The problem isn't really that you can't pass things by references in Python. In fact, you always pass values by reference; Python never copies values unless you ask it to.
Or, more accurately, that whole C-based terminology is misleading in Python.
Anyway, when you do this:
James.attack(Keaton.statHEALTH)
This doesn't make a copy of the value in Keaton.statHEALTH
, it passes a reference to the exact same value. So, when attack
starts, your enemyhealth
variable is a name for that value.
And then you do this:
enemyhealth = (enemyhealth - self.statATK)
… the enemyhealth - self.statATK
returns a new value, and then you bind that new value to the enemyhealth
name. This has no effect on any other names for the old value.
There are two ways to solve this.
First, you don't actually need to mutate anything here. You're already doing return enemyhealth
at the end. That means the caller can get the new value that you calculated. So why not just use that?
Keaton.statHEALTH = James.attack(Keaton.statHEALTH)
And then everything works.
Of course in C++, you can mutate integer values. This seems a little silly when you think about it—turning the number 24 into the number 19 would break a lot of math, and probably make the universe stop working, and Python just isn't that powerful.

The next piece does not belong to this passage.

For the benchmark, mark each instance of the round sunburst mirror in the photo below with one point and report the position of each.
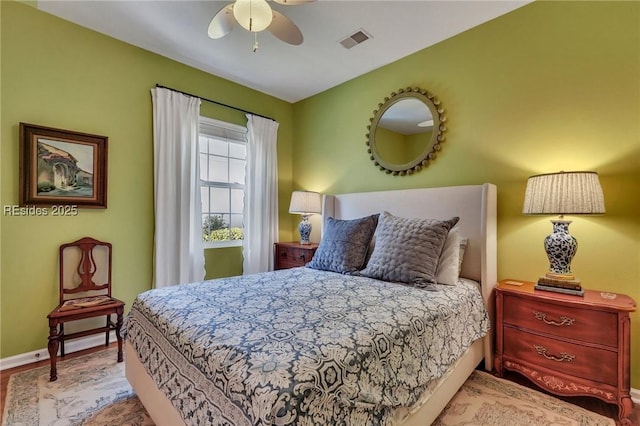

But you can easily build a type that can be sensibly mutated. In fact, you've already built one: a Fighter
holds an integer health value, but can be changed to hold a different one instead. So, you could write this:
def attack(self, enemy):
enemy.health = enemy.health - self.statATK
And then:
James.attack(Keaton)
Just as calling the old method with Keaton.health
made enemyhealth
into another reference to the same number, calling the new method with Keaton
makes enemy
into a reference to the same Fighter
. If you just reassigned a new value to enemy
, that wouldn't have any effect on the old value, the one that Keaton
refers to. But if you change the value in-place, obviously Keaton
is still referring to that now-changed value.